COVID-19 Vaccine Passport in New Jersey Faces GOP Opposition

The idea of a COVID-19 vaccine passport in New Jersey is meeting resistance from both sides of the aisle—but for different reasons.

State Sen. Jim Holzapfel (R-10) announced plans to introduce legislation to prevent the use of COVID-19 vaccine passports in New Jersey that he believes could lead to discrimination against people based on their vaccination status. A similar bill will be introduced by 10th Legislative District Assemblymen Greg McGuckin and John Catalano. 

So-called vaccine passports are physical or electronic documents or credentials that could be used to demonstrate that an individual has been immunized against COVID-19. Opponents of the programs argue it could be used to prevent unvaccinated individuals from traveling, accessing public places or events, attending school, or working.

Murphy Open Minded

“In a free society that respects individual rights, we believe health decisions should be a personal, private choice that a patient doesn’t have to discuss with anyone but their doctor,” said Holzapfel in a press statement. “Our new legislation would prevent vaccine passports from being employed here in New Jersey.”

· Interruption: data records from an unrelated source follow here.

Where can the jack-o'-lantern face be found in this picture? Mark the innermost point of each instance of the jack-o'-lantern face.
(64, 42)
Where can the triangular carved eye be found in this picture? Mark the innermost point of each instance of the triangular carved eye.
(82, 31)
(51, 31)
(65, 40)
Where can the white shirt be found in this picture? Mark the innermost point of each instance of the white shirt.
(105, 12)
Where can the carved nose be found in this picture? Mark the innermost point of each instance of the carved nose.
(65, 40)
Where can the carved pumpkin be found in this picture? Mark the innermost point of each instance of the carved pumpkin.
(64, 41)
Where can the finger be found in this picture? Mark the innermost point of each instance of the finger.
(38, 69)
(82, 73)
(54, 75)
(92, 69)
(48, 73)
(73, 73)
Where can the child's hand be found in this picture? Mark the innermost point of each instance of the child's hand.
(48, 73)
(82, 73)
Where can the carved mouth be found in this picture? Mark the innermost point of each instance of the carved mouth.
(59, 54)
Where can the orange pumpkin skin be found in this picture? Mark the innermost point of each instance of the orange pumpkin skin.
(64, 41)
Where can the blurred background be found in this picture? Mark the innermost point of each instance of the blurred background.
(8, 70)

The planned introduction of the legislation comes as New York state will use the Excelsior Pass program which will allow people to prove their vaccination or COVID-19 status. It’s an idea that Gov. Phil Murphy said that he was open but expressed reservations when asked during a press briefing April 7

“I’ve been open-minded to it but I worry about the inequities that that brings, frankly,” said Murphy who referenced his uneasiness about government-issued IDs in the context of voting. “I think you got to be very careful about this. Now I’m not of the opinion that government, Big Brother getting into your life—that doesn’t bother me.” 

Privacy Rights

“Government in the right way —and we’ve seen a lot of this over the past year—the right kind of government is exactly what we need in a lot of situations, but I do worry about inequities.” added Murphy.

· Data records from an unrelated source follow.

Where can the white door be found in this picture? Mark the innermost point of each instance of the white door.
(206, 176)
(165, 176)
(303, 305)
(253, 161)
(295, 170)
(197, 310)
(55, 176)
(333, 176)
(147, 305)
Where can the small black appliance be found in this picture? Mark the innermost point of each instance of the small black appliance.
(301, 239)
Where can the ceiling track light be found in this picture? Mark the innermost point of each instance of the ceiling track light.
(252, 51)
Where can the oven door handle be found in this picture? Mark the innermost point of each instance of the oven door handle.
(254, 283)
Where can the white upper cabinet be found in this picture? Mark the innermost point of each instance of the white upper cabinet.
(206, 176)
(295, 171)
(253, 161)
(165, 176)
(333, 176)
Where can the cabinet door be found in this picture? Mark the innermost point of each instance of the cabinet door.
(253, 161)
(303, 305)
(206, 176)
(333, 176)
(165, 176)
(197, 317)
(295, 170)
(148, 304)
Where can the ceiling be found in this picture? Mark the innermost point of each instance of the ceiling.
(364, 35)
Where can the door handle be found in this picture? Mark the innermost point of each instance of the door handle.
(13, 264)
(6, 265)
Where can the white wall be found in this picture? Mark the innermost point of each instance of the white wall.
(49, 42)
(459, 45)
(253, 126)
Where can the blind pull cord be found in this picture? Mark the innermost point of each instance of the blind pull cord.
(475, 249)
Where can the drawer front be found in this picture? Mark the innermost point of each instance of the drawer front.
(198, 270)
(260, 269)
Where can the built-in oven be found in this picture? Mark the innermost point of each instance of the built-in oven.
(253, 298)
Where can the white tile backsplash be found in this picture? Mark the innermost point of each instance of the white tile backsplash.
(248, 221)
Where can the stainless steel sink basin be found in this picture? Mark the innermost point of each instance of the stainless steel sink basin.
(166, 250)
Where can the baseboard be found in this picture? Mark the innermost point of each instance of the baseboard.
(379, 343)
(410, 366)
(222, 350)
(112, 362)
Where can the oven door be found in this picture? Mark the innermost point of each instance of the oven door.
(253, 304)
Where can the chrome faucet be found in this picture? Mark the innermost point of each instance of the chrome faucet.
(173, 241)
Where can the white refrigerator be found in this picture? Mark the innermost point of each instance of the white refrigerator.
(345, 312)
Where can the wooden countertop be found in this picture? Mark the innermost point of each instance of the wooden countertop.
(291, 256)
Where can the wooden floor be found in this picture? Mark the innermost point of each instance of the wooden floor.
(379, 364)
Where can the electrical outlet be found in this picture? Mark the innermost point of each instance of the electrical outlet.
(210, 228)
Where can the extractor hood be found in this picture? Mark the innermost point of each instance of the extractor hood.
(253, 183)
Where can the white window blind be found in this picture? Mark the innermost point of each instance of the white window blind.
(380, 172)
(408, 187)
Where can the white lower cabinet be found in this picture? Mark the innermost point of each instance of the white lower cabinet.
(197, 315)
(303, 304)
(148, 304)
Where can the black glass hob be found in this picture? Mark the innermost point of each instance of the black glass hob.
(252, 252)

The opennesses to the passport program from the governor drew concerns from a frequent Murphy critic—State Sen. Michael Testa (R-1), who stated a passport would continue the “rapid erosion of individual privacy rights threatens the liberties and freedoms of every New Jersey resident.” 

“No government entity should require their residents to carry a ‘Vaccine Passport’ around to gain access to schools, businesses, and their daily life,” said Testa. “There is a balance between protecting public health without violating American Constitutional rights. Time and time Governor Murphy has crossed the line and we must ensure he is barred from enacting ‘Vaccine Passports’.”

Planned Legislation

Holzapfel’s legislation will make it unlawful to ask a person if they have received a COVID-19 vaccination or require a person to display proof of vaccination to conduct any business; travelling to, outside, or within the state; participation in any governmental or political activity; admission or enrollment into a preschool program, elementary or secondary school, college, university, and any child or adult day care program; entrance into or service from any place of business, including any market, restaurant, or store; and admission and service at any amusement park, concert venue, theater, or sporting event.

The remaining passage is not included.